| Heart Surgery |
The Day of Surgery
Once your child is taken into the operating room and anesthetized, it will be approximately an hour or more before the actual procedure begins. There are many monitors that need to be hooked up and tubes placed prior to surgery to safeguard your child's health during the procedure:- The heart monitor shows your child's heart rate and rhythm.

- A breathing tube (intubation tube) is placed directly into the trachea via the child's mouth and is attached to a breathing machine, either a ventilator or respirator.

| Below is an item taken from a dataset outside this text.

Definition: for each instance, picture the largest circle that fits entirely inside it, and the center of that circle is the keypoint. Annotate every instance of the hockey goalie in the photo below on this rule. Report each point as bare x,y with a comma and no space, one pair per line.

- Intravenous (I.V.) tubes allow medications and fluids to be administered through the veins.
- A special tube called an arterial line is placed in the artery to monitor blood pressure.
- A small device is attached to your child's finger to measure blood-oxygen levels.

- An NG tube is placed in the nose and down the stomach to empty it, preventing your child from vomiting.
- A Foley catheter is put into the bladder through the urinary opening to measure urine and to make sure the kidneys are doing their job of taking extra fluid out of the body.

If your child is undergoing an open-heart surgery, the heart-lung machine will play many important roles during the procedure. Most importantly, it does the work of the heart, allowing the surgeon to work while the heart rests.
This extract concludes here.